Cleaning the Windows

I’ve been reading a lot this week about various people and how they cope with their lives.  I live with a younger sister.  We’re both in our fifties now, and our health isn’t too good, so we’re trying to work on it.  She has  a particularly nasty condition that leaves her looking normal on the outside, so people don’t really understand when she says she feels awful.  Having lived with her for over thirty years, I know just how bad it can get.  This week the oak pollen around south Texas has reached near historic levels, according to the weatherman.  Her condition makes her immune system hyper vigilant, so her allergies can wreck her.  Literally.

Her condition manifests with an inflammation of her inner ears.  Her ENT specialist who diagnosed it said everytime it did, more brain cells were cooked in the heat and more of her memory and comprehension would be lost.  She’s more concerned by extreme pain and the dizziness that leaves her staggering around and unable to drive.  She is given a steroid to deal with it, in the hopes that her immune system can be suppressed and the inflammation decreased.  The side effects of that are sleep, swelling, and bad temper.  Since she is trying to lose weight, it is not a good season for her.

I have insulin resistant diabetes and a slowly degenerating back.  This makes it interesting when it becomes dangerous for her to walk and I have to cook and take her meals.  She also is sensitive to light due to migraines during these episodes so she tries to sit in the dark and quiet.  I can’t stand the dark and like music playing most of the time.  It’s a challenge to make her as comfortable as possible while not giving up my life.  Luckily I enjoy challenges.  I consider them brain exercises.  It’s how I got through breast cancer.

Some people, when faced with an obstacle, sit and stare at it and complain to everybody around them about how it is blocking them.  I always wonder what it’s blocking, and become so curious I try to find a way around it to find out.  Zoos frequently try to “enrich” the animals lives by giving them problems they have to work at.  I figure maybe that’s what I’m getting.

This week a Facebook friend of mine remarked on how she was feeling overwhelmed by all the bad things she was seeing and experiencing.  Like many do, she wondered why God was allowing it to happen.  I gave her an excerpt from one of the stories in my next book, just as God gave it to me.

“Why does God allow such evil to exist?
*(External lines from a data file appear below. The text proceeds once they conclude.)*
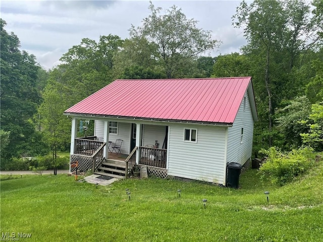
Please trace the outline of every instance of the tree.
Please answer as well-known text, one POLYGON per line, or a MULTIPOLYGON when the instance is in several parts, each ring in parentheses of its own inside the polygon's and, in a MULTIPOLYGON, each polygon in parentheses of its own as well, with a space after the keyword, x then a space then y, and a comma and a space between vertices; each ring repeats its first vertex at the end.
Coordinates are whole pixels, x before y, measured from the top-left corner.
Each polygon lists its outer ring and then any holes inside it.
POLYGON ((84 38, 63 54, 60 59, 63 64, 52 70, 50 77, 68 94, 71 106, 113 81, 113 56, 123 43, 112 35, 100 36, 97 42, 84 38))
POLYGON ((301 134, 303 142, 317 151, 323 150, 323 102, 312 105, 308 118, 301 123, 309 128, 308 132, 301 134))
POLYGON ((34 55, 20 51, 20 42, 14 33, 5 30, 7 23, 0 20, 1 126, 10 132, 9 143, 1 152, 2 158, 10 159, 22 154, 30 154, 30 140, 35 133, 30 119, 37 112, 41 100, 37 88, 37 71, 34 55))
POLYGON ((126 39, 120 51, 114 53, 115 79, 130 78, 131 76, 139 77, 146 76, 145 73, 148 72, 150 73, 148 76, 155 73, 159 75, 164 72, 154 57, 157 54, 156 49, 154 43, 148 42, 143 37, 126 39), (138 72, 142 74, 139 74, 138 72))
POLYGON ((212 77, 249 76, 250 68, 249 61, 245 55, 236 52, 220 55, 213 66, 212 77))
POLYGON ((301 124, 310 112, 311 104, 307 98, 303 96, 297 97, 288 102, 288 104, 277 111, 277 118, 279 133, 283 135, 282 145, 289 149, 291 147, 298 148, 302 144, 300 134, 307 132, 308 127, 301 124))
POLYGON ((244 29, 248 44, 242 50, 253 63, 259 106, 266 106, 258 110, 266 116, 269 146, 273 144, 276 108, 283 99, 299 95, 303 84, 295 82, 299 79, 295 78, 295 68, 300 68, 307 52, 319 40, 317 23, 309 14, 305 1, 256 0, 249 5, 243 1, 233 17, 235 27, 244 29))
POLYGON ((186 76, 192 60, 218 46, 210 31, 198 29, 197 21, 187 19, 175 6, 164 15, 160 15, 162 9, 155 8, 151 2, 149 9, 150 15, 143 20, 141 26, 132 26, 130 35, 155 45, 153 58, 163 67, 168 78, 186 76))
POLYGON ((197 73, 195 78, 210 77, 213 65, 217 60, 216 57, 201 56, 196 60, 197 73))
POLYGON ((71 123, 63 115, 66 109, 63 94, 57 89, 56 83, 51 81, 43 93, 44 101, 38 108, 38 122, 47 143, 50 147, 54 167, 54 174, 57 174, 57 151, 65 150, 66 143, 70 137, 71 123))

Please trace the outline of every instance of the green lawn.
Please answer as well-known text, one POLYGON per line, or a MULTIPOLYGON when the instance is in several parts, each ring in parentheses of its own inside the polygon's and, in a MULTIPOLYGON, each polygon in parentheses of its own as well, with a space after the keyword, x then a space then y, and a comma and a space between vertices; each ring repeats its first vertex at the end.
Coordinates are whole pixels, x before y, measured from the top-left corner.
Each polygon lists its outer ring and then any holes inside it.
POLYGON ((66 175, 20 177, 2 176, 1 184, 0 234, 31 234, 19 241, 323 241, 322 162, 283 187, 261 184, 249 170, 238 190, 151 178, 96 188, 66 175))

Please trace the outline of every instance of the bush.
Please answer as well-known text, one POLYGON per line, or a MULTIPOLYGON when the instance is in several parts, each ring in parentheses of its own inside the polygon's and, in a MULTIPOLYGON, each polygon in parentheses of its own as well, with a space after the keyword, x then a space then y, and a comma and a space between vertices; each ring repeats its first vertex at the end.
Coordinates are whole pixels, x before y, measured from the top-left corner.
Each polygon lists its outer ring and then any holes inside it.
MULTIPOLYGON (((46 156, 38 157, 37 166, 46 166, 48 169, 53 169, 52 163, 52 156, 47 155, 46 156)), ((60 156, 56 159, 55 166, 58 169, 69 169, 70 157, 69 156, 60 156)))
POLYGON ((47 170, 46 166, 38 166, 35 167, 35 166, 29 166, 29 169, 33 171, 33 172, 38 175, 41 175, 44 170, 47 170))
POLYGON ((308 148, 283 153, 276 147, 260 152, 268 156, 259 169, 262 179, 283 186, 302 174, 313 163, 313 150, 308 148))
POLYGON ((1 161, 1 170, 27 170, 29 166, 37 164, 35 158, 13 158, 12 159, 1 161))
MULTIPOLYGON (((68 169, 69 168, 70 157, 61 156, 57 157, 55 166, 58 169, 68 169)), ((50 155, 38 156, 28 158, 13 158, 1 161, 1 170, 28 170, 30 167, 37 168, 46 167, 49 169, 53 169, 52 157, 50 155)))

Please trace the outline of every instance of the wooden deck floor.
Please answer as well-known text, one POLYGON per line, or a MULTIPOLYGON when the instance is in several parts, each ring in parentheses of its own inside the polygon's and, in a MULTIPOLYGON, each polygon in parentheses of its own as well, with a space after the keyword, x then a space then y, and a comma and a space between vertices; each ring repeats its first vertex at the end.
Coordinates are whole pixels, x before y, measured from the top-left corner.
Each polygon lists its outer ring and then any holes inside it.
POLYGON ((128 157, 128 155, 120 154, 120 153, 117 154, 115 152, 111 153, 109 152, 107 155, 108 155, 107 159, 111 159, 112 160, 120 160, 121 161, 124 161, 126 160, 126 159, 127 159, 127 157, 128 157))

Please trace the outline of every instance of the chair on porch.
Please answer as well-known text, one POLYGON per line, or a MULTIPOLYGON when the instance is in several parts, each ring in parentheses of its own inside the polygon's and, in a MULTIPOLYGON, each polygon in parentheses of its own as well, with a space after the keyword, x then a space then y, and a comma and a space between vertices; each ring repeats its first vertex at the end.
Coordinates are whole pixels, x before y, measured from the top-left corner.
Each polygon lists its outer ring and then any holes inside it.
POLYGON ((120 149, 121 149, 121 145, 122 145, 123 142, 123 140, 120 140, 120 139, 116 140, 116 143, 115 143, 114 145, 112 147, 110 147, 112 149, 111 153, 112 153, 114 150, 117 154, 118 154, 119 153, 121 154, 121 151, 120 150, 120 149))

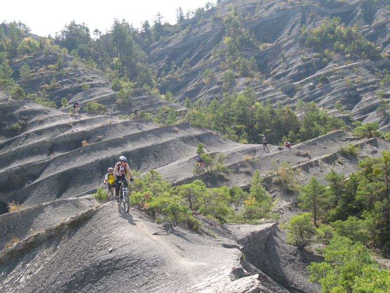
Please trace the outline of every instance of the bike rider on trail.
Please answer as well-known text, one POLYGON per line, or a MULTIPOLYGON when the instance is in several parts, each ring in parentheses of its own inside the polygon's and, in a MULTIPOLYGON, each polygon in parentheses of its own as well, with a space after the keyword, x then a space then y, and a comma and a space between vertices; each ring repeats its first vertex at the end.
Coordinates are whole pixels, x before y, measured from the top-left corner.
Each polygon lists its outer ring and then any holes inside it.
POLYGON ((118 181, 121 180, 126 187, 127 187, 127 179, 126 178, 126 174, 130 176, 130 181, 131 182, 134 179, 133 178, 130 167, 127 164, 127 159, 126 157, 121 156, 119 158, 119 162, 115 164, 115 167, 114 169, 114 177, 115 178, 115 196, 117 198, 117 202, 120 201, 119 198, 119 190, 120 189, 120 185, 118 184, 118 181))
MULTIPOLYGON (((76 113, 77 111, 78 110, 78 109, 80 108, 80 102, 78 101, 77 102, 75 102, 75 104, 73 104, 73 112, 76 113)), ((78 113, 80 114, 79 113, 78 113)))
POLYGON ((200 158, 196 158, 196 163, 195 163, 195 167, 199 166, 203 167, 204 166, 204 162, 200 158))
POLYGON ((107 184, 108 190, 110 190, 113 187, 115 186, 115 177, 114 176, 114 168, 110 167, 108 168, 107 171, 108 171, 108 173, 106 174, 103 184, 104 185, 107 184))

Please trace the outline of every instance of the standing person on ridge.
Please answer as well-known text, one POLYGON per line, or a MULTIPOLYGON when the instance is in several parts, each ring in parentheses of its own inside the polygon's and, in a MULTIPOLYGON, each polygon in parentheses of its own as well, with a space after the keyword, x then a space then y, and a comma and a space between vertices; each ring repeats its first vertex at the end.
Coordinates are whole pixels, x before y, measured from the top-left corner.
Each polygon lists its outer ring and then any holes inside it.
POLYGON ((130 176, 129 180, 131 182, 134 179, 133 178, 130 167, 127 164, 127 159, 126 157, 121 156, 119 158, 119 162, 115 164, 115 167, 114 169, 114 177, 115 178, 115 197, 117 198, 117 202, 118 203, 120 201, 119 198, 119 190, 120 189, 120 185, 118 184, 119 180, 122 181, 126 187, 127 187, 127 179, 126 177, 126 174, 130 176))
POLYGON ((267 147, 267 150, 268 150, 268 147, 267 146, 267 138, 264 134, 263 134, 263 136, 262 136, 261 137, 263 139, 262 140, 263 148, 264 148, 264 150, 265 150, 265 148, 267 147))

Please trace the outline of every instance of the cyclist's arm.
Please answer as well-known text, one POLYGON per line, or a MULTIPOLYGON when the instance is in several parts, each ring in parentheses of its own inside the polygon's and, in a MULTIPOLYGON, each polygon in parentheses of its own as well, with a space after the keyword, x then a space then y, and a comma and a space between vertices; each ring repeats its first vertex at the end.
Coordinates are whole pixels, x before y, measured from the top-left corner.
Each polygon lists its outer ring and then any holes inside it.
POLYGON ((129 176, 130 176, 131 178, 133 178, 133 174, 131 172, 131 170, 130 170, 130 167, 129 167, 129 164, 126 164, 126 170, 127 171, 127 174, 129 176))
POLYGON ((115 167, 114 168, 114 179, 117 180, 117 171, 118 170, 118 165, 115 164, 115 167))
How can He allow them to suffer like this?” “Because if you were never allowed to try to stop it, if you were never given the chance to care about others, you would not be His children. You would be potted plants. Maybe, at the most, domesticated pets. Would you prefer that?”

I also cope by reminding myself how much worse it could be.  I am so much better off than many people I know personally.  I thank God every day I don’t have my sister’s problems.  I thank Him for letting me have a pension sufficient to live on, a nice home to live in, insurance to pay for most of my medical bills, and transportation not only for myself but for family that need to go somewhere.  I have lived in much worse circumstances.

I can dream of winning the lottery, writing a best-seller, inheriting a fortune, or even marrying somebody rich.  But they are just dreams.  My day to day life is interesting, rewarding, and creative, which is pretty darned good.  This Easter weekend when the world celebrates the coming of spring, or the renewal of the Hope of the world thanks to an empty cave, or just enjoys a nice festive weekend holiday, try to look at your life in a better light.  Don’t sit around in the gloom, grab some cleaner and polish the windows!  It may at least distract you!